Re: std.stream, BOM, and deprecation

2012-10-16 Thread Charles Hixson

On 10/15/2012 10:29 AM, Steven Schveighoffer wrote:

On Sat, 13 Oct 2012 21:53:48 -0400, Charles Hixson
charleshi...@earthlink.net wrote:


If std.stream is being deprecated, what is the correct way to deal
with file BOMs. This is particularly concerning utf8 files, which I
understand to be a bit problematic, as there isn't, actually, a utf8
BOM, merely a convention which isn't a part of a standard. But the
std.stdio documentation doesn't so much as mention byte order marks
(BOMs).

If this should wait until std.io is released, then I could use
std.stream until them, but the documentation is already warning to
avoid using it.


When std.io is released, it will be fully BOM-aware by default (as long
as you use the purely D versions). The plan from my point of view is for
std.io be be a replacement backend for std.stdio, with the C version
being the default (as it must be for compatibility purposes).

-Steve
That sounds good.  All of the files I'm interested should have been 
converted to utf8 (if they weren't already), but many of them have the 
utf8 BOM (so they won't be confused with other non-unicode files).  It 
sounds like std.io will handle this in a transparent fashion.


Re: std.stream, BOM, and deprecation

2012-10-16 Thread Charles Hixson

On 10/14/2012 10:28 PM, Nick Sabalausky wrote:

On Sat, 13 Oct 2012 18:53:48 -0700
Charles Hixsoncharleshi...@earthlink.net  wrote:


If std.stream is being deprecated, what is the correct way to deal
with file BOMs.  This is particularly concerning utf8 files, which I
understand to be a bit problematic, as there isn't, actually, a utf8
BOM, merely a convention which isn't a part of a standard.  But the
std.stdio documentation doesn't so much as mention byte order marks
(BOMs).

If this should wait until std.io is released, then I could use
std.stream until them, but the documentation is already warning to
avoid using it.


Personally, I think it's kind of cumbersome to deal with in Phobos, so
I wrote this wrapper that I use instead, which handles everything:

https://bitbucket.org/Abscissa/semitwistdtools/src/977820d5dcb0/src/semitwist/util/io.d?at=master#cl-24

And then there's the utfConvert below it if you already have the data
in memory instead of on disk.

(Maybe I should add some range capability and make a Phobos pull
request.
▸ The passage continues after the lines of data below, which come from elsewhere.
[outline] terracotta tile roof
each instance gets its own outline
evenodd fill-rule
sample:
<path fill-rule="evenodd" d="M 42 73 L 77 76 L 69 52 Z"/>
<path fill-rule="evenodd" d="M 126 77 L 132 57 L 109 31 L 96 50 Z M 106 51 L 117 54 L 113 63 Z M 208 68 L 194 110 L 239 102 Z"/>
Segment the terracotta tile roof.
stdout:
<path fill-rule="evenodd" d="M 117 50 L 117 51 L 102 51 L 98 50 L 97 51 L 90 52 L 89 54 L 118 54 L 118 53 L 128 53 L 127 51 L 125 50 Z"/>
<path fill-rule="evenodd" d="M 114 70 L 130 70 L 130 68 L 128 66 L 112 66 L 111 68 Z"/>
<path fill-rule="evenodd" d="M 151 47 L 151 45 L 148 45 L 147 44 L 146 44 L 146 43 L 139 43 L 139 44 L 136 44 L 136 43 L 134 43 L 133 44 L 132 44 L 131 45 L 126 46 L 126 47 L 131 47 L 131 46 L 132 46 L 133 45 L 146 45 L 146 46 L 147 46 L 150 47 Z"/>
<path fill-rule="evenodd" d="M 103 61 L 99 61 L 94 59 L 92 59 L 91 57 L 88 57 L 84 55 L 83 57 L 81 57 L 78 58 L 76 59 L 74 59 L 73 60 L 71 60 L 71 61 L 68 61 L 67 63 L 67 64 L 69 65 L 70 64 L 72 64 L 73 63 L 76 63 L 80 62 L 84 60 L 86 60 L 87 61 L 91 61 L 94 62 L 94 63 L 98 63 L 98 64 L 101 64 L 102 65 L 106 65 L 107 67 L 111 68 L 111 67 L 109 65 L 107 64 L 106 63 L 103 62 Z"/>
I don't know if it'd fly though. It uses a lot of custom
endian- and bom-related code since I found the existing endian/bom
stuff in phobos inadequate. So that stuff would have to be accepted,
and then this too, and it's usually a bit of a pain to get things
approved.)

That wrapper looks very nice, but it's a lot more than what I need.  I 
want to deal only with utf8 files, many of which have BOMs.  I *can* 
handle that by detecting the BOM and dropping it.  I don't need anything 
else.  I was merely wondering what the appropriate way to approach this 
was now that std.stream is being documented as deprecated, but no 
replacement specified.  It sounds like the appropriate response is to 
use std.stdio, and handle the BOM myself.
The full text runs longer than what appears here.